For two decades, Frank has been synonymous with the Walmart in West Plains, Missouri, and for many shoppers, he was the only genuine interaction they had with anyone all day. Some likely spread their shopping out over the week, just to be uplifted by the dedicated 56-year-old employee, who always had a smile on his face. However, it’s what he was doing all along to customers that management became utterly disgusted by.
Although he had done this daily habit for almost 20 years, management decided that their store was no place for a guy like Frank. He was always showing up to work on time and never missed a shift, consistently offering incredible customer service and a positive attitude, but that wasn’t enough for the store, who kicked this mildly disabled man to the curb. They terminated him on a claim of theft over a few cents, and irate shoppers have good reason to believe it’s something else.

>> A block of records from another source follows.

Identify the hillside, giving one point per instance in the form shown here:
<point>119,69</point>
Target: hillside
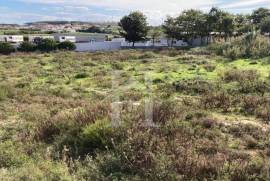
<point>210,116</point>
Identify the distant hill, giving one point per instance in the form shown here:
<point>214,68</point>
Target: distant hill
<point>71,22</point>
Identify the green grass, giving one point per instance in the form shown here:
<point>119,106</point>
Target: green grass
<point>53,110</point>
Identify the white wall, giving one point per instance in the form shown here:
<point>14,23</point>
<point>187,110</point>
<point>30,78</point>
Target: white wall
<point>98,46</point>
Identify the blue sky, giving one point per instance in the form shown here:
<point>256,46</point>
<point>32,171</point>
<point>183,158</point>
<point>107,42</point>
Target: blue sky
<point>21,11</point>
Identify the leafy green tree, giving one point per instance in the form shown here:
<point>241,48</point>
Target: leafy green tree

Frank’s brother, Drexel Swanson, told ATTN that his brother’s main purpose in life is to “make people feel good about themselves and to bring a smile to their face,” ever since a childhood accident left him disabled. He says Frank’s way of doing that is to hug people, but he is respectful of people’s personal space, only offering it to those who accept after he asks. However, Walmart had no love for the hugs, which they had previously warned him about, before finally firing him over a price match discount on sweet tea.
Dedicated to every aspect of a job that other people wouldn’t take half as seriously, Frank memorizes competitor’s weekly ads, since Walmart advocates price-matching. So, when a customer came in and asked if he could price-match a single beverage for her, but she didn’t have the other store’s ad to prove the price, Frank knew what they were selling it for and rang the woman up at the slightly discounted rate. The West Plains Walmart considered these few cents theft and terminated him for it.
When his boss argued that the competitor’s rate, which he honored, was not correct, Frank personally went to the store in question and asked them to pull an archived ad. Sure enough, it was the price he gave the customer, proving management wrong, but he’s still not getting his job back. Drexel, along with the entire town who love his brother, believes it was the hugs that they found “gross” and inappropriate and really fired him for, since he had been talked to about it before, but never told he had to stop completely — just to get permission from the customers.
Drexel said that his brother doesn’t have a mean bone in his body and has even paid for customers’ groceries when they came up short on cash at the register. He’s the ideal employee with behaviors that should earn him a raise, and he has genuine love for his community that most companies should celebrate. Instead, they terminated him for it.
Even if the West Plains Walmart ever does come to their senses, Frank should take his awesome work ethic and attitude and bless another business with it, who respects such things. Stores need more people like him and less entitled employees who couldn’t care less about customers.